Jesse Green, The New York Times: In any case, six are way too many for Richard Greenberg's hermetic family comedy, a modest story inflated to unwarranted size by what appears to be dramaturgical panic. "The Perplexed," directed by Lynne Meadow for Manhattan Theater Club, wants so much to be important that it forgets to be plausible first.

Frank Rizzo, Variety: But don't be fooled that you've entered a typical drawing room comedy, or even one of A.R. Gurney's exploration of class (though there's that, too). Here Greenberg is using the comedy set-up of impending nuptials to reveal something closer to contemporary existential angst - at least as demonstrated by the seeming adults in the room.

Frank Scheck, The Hollywood Reporter: Audience members are likely to share that detachment, since very little of consequence happens during the course of the lengthy proceedings except talk. Lots and lots of talk. Of course, plays generally consist of little else, but usually the dialogue has the purpose of advancing the plot or providing character definition. Here, it does little of either. The characters, who enter and leave the room as if they were auditioning for a French farce, periodically break off into small groups to engage in quiet, generally pointless conversation, with one or two others sometimes weirdly hovering in the background. It's hard to tell whether they're pretending not to listen or the actors are simply being ill-served by Lynne Meadows' stilted direction.

Robert Hofler, The Wrap: The perplexing thing about "The Perplexed" is that after every bombshell has been detonated - blackmail, a physical brawl and gay aversion therapy are three other biggies - nothing happens, nothing forces the characters to change. Everything of interest happens offstage or it happened hours, days or years ago. Even the major revelation regarding blackmail at the finale of "The Perplexed" is just another minor speed bump in that endless wait to the wedding, which, we're told, will take place around midnight. "The Perplexed" ends shortly before then.

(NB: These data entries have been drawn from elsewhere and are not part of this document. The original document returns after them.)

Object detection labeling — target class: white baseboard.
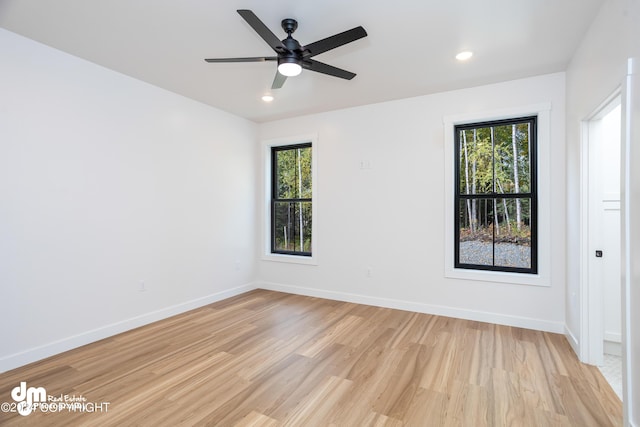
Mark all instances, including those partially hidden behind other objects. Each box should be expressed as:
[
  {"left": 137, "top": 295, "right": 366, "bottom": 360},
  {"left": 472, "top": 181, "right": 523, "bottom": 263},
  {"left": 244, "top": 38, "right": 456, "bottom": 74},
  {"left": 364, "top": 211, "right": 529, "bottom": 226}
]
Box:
[
  {"left": 0, "top": 283, "right": 256, "bottom": 373},
  {"left": 564, "top": 325, "right": 580, "bottom": 359},
  {"left": 256, "top": 282, "right": 565, "bottom": 334}
]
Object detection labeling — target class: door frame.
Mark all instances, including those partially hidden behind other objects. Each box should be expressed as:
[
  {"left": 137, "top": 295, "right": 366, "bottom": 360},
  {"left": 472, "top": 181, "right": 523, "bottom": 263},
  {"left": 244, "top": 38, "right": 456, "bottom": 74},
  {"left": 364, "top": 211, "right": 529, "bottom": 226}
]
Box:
[{"left": 579, "top": 86, "right": 624, "bottom": 365}]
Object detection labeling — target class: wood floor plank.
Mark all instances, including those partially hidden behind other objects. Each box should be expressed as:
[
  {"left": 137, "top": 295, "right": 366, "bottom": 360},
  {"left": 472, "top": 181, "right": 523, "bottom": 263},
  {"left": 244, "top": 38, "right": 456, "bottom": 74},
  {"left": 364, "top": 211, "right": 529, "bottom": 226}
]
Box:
[{"left": 0, "top": 290, "right": 622, "bottom": 427}]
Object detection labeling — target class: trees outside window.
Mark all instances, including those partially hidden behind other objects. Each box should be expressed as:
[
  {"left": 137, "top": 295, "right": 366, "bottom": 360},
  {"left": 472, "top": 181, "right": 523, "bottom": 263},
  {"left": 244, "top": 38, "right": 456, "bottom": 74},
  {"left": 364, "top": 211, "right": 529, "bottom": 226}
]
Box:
[
  {"left": 454, "top": 117, "right": 538, "bottom": 274},
  {"left": 271, "top": 143, "right": 313, "bottom": 257}
]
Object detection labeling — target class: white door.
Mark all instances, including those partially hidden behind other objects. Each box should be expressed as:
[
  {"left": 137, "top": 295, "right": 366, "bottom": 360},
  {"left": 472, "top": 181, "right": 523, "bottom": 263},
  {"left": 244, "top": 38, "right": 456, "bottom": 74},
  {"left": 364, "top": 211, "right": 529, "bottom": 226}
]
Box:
[{"left": 621, "top": 57, "right": 640, "bottom": 426}]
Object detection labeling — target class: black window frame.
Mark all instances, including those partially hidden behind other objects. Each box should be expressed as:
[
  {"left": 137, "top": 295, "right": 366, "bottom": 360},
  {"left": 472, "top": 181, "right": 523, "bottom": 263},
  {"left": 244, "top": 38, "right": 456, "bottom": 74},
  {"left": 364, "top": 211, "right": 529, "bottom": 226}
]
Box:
[
  {"left": 270, "top": 142, "right": 314, "bottom": 258},
  {"left": 453, "top": 115, "right": 538, "bottom": 274}
]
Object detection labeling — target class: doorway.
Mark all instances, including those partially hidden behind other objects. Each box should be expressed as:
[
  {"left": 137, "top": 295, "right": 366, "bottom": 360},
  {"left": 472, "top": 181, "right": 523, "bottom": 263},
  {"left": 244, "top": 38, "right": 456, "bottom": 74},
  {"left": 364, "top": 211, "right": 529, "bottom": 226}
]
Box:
[{"left": 583, "top": 94, "right": 622, "bottom": 399}]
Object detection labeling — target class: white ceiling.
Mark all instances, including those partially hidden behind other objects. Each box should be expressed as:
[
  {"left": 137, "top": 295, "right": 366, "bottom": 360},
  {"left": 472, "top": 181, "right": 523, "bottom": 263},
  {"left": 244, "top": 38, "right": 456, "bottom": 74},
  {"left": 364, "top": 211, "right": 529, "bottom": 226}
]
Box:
[{"left": 0, "top": 0, "right": 605, "bottom": 122}]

Brittany Crowell, New York Theatre Guide: The Perplexed is a very entertaining character study. You will find yourself getting wound up in the drama of both individual and family and wondering: where is this complex web going to take us? Sadly, the train doesn't move too far out of the station. The piece examines each individual within its structure but doesn't deepen in its nearly two and a half hour running time to deal with some of the more perplexing issues these characters are facing.

Michael Sommers, New York Stage Review: Enough about the play. It is unlikely to ever be staged anywhere again. Some viewers might be perplexed why MTC has produced it at all, but theater companies often invest in playwrights rather than individual works. This Greenberg play may be trifling, and it is, but perhaps the next one that the gifted author writes for MTC will be a wonder.